Very high top tax rates also may have long-run effects on growth that aren't immediately discernible, said Joel Slemrod, chair of the economics department at the University of Michigan in Ann Arbor.

"New people coming into the labor force might decide it's not worth it" to try so hard to get ahead, he said.

Depressed Labor Supply

High taxes have depressed the labor supply in European economies, according to economist Edward C. Prescott, a Nobel laureate, who argues that Americans generally work more hours because U.S. tax rates are lower. The result: U.S. inflation- adjusted GDP per capita in 2010 was about 40 percent higher than the average for the euro area, according to data from the Organization for Economic Cooperation and Development in Paris.

"This is nonsense," said the Picketty, 40, a visiting professor at MIT in 2000-2001. "When people in Europe have five weeks of vacation, this is not in response to high tax rates."
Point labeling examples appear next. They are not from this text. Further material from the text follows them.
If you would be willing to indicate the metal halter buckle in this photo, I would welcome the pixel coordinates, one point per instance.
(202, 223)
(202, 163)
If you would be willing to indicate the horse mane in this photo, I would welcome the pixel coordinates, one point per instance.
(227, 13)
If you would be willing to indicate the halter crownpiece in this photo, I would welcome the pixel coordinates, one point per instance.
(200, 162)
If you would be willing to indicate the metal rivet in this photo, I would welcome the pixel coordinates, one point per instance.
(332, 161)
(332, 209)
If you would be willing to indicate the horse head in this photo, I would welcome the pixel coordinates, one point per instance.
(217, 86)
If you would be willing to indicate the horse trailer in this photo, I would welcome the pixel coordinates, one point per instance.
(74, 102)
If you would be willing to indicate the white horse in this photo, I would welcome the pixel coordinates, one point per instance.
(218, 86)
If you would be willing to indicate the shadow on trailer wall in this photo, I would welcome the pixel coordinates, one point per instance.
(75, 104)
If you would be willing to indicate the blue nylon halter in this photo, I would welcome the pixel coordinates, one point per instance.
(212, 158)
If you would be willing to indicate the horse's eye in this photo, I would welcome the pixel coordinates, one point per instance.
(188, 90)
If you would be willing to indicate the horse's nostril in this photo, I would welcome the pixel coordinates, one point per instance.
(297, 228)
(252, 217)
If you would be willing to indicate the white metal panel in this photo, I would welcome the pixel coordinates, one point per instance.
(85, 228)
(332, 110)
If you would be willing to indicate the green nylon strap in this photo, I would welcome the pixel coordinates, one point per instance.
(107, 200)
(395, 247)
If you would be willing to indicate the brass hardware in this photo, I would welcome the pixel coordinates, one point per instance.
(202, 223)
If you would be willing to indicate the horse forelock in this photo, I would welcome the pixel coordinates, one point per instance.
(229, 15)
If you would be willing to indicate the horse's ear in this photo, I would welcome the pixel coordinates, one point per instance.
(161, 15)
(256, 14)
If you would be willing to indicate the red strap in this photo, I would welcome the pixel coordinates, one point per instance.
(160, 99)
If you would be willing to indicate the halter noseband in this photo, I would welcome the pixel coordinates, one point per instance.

Saez, 39, said increases in top rates should be coupled with steps to close loopholes and broaden the tax base to limit the avoidance efforts Feldstein worries about.

Capital-gains taxes should be raised as well, said Saez, a French and U.S. citizen. That would discourage business leaders from trying to take more of their compensation in shares, rather than salary, to avoid paying higher income-tax rates. The top U.S. rate on long-term gains is 15 percent.

Move Together

Taxes on capital and labor income earned by the wealthy "don't have to match, but they should move together and shouldn't be too far apart," Diamond said.

An increase would hurt the stock market and the economy, argued Romney adviser Hubbard, who is also dean of the graduate business school at Columbia University in New York.